When PR professionals want their brands to focus on purpose, C-suite executives prioritizing companies’ bottom lines can be the biggest hurdle.
But focusing on purpose is key to long-term success in any industry, said BlackRock global CMO Frank Cooper III at PRDecoded in a session entitled In Good Times and Bad: Purpose as Corporate Compass. And the world’s largest asset manager is putting this principle into action by only investing in firms that follow this mission.
“[BlackRock CEO] Larry Fink wrote in his 2018 letter to CEOs that purpose is central to the way we think about the long-term viability of companies,” Cooper said. “People expect more from corporations than maximizing profits for shareholders.”
When a brand gets stuck, they should follow those who are enthusiastic about change and stay true to the brand's core values. Cooper cites companies such as Nike and Airbnb as examples.
“When Nike backed Colin Kaepernick and later the Black Lives Matter movement, cynical people said it was a calculated move, but the people I spoke to at Nike said they thought about what principles they wanted to stand by,” he said.
Airbnb had a difficult decision to make when the pandemic hit, and people canceled their vacations. CEO Brian Chesky gave back millions and created a fund with $250 million to aid hosts hurt by cancellations.
Cooper explained: “[Chesky] told me, 'At that moment, I decided not to make a business decision, but a principle decision. What are my core values, and how can I make the right decision and then be fiscally responsible about it?' Actions are greater than words.”

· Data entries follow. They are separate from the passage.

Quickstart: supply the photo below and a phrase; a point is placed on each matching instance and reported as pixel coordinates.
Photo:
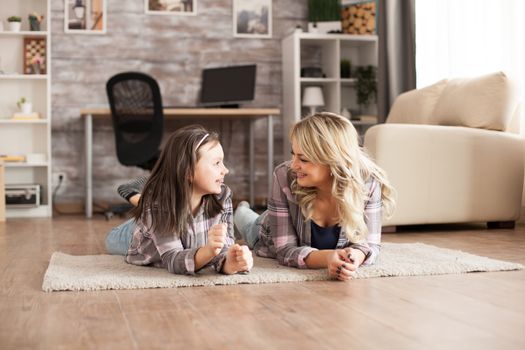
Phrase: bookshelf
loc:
(29, 138)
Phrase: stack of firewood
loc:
(359, 18)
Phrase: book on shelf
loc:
(7, 158)
(26, 116)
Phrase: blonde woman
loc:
(326, 205)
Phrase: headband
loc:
(201, 141)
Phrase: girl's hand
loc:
(340, 266)
(216, 238)
(238, 259)
(356, 255)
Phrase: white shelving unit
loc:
(301, 50)
(24, 137)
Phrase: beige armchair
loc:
(453, 153)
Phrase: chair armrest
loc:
(449, 173)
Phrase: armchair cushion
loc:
(486, 102)
(416, 106)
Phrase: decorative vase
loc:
(26, 108)
(36, 69)
(34, 25)
(15, 26)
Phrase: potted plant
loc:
(15, 23)
(346, 67)
(25, 106)
(34, 21)
(324, 16)
(366, 86)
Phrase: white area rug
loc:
(101, 272)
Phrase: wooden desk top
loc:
(195, 112)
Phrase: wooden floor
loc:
(468, 311)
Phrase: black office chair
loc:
(138, 119)
(138, 123)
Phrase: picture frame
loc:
(35, 55)
(170, 7)
(252, 18)
(85, 16)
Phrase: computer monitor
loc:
(227, 86)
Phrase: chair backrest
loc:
(137, 114)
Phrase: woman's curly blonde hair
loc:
(331, 140)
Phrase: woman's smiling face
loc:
(308, 173)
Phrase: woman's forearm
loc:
(317, 259)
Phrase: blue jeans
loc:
(119, 239)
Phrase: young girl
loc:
(183, 220)
(326, 204)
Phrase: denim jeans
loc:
(119, 239)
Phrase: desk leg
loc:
(252, 162)
(270, 157)
(88, 133)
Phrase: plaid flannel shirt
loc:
(286, 235)
(178, 254)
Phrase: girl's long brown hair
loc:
(165, 203)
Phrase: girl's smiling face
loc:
(209, 170)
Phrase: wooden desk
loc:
(185, 113)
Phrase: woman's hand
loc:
(356, 256)
(340, 266)
(238, 259)
(216, 238)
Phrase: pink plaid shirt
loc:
(286, 235)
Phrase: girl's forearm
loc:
(203, 256)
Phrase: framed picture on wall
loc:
(170, 7)
(35, 55)
(252, 18)
(85, 16)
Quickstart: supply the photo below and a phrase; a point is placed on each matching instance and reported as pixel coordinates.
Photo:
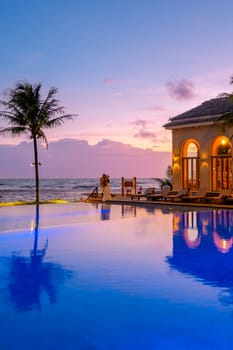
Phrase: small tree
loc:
(27, 112)
(165, 181)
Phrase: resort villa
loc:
(201, 151)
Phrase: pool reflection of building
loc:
(202, 247)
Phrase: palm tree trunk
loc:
(36, 170)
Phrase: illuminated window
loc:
(221, 164)
(191, 166)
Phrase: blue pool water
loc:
(88, 277)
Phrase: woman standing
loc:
(106, 189)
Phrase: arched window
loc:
(221, 164)
(191, 160)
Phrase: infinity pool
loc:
(89, 277)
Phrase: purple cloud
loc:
(180, 90)
(69, 158)
(145, 134)
(109, 81)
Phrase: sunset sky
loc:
(124, 66)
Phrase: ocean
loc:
(14, 190)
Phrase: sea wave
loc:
(50, 189)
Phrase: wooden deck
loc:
(118, 199)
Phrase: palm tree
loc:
(27, 112)
(226, 120)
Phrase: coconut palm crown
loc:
(226, 120)
(26, 111)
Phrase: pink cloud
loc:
(69, 158)
(180, 90)
(109, 81)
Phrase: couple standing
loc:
(105, 187)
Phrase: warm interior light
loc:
(223, 142)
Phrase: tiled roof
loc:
(208, 111)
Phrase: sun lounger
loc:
(159, 195)
(138, 196)
(176, 195)
(216, 196)
(194, 196)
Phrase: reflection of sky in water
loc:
(126, 278)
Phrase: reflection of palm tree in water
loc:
(30, 276)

Brands and organizations need to be embraced by the community that supports them and seen as contributing to the public good. Companies without a dedication to purpose increase risks to their assets.
“The social license to operate for many companies is threatened because the community sees the harm a brand or company does outweighs the good it generates,” said Cooper.
But many CEOs view a dedication to purpose as an added stress to the burdens of running a successful company.
“There will always be people who don't want to change or think being neutral is the safest approach,” Cooper said, adding this ideology becomes hard to overcome when an organization is divided on an issue.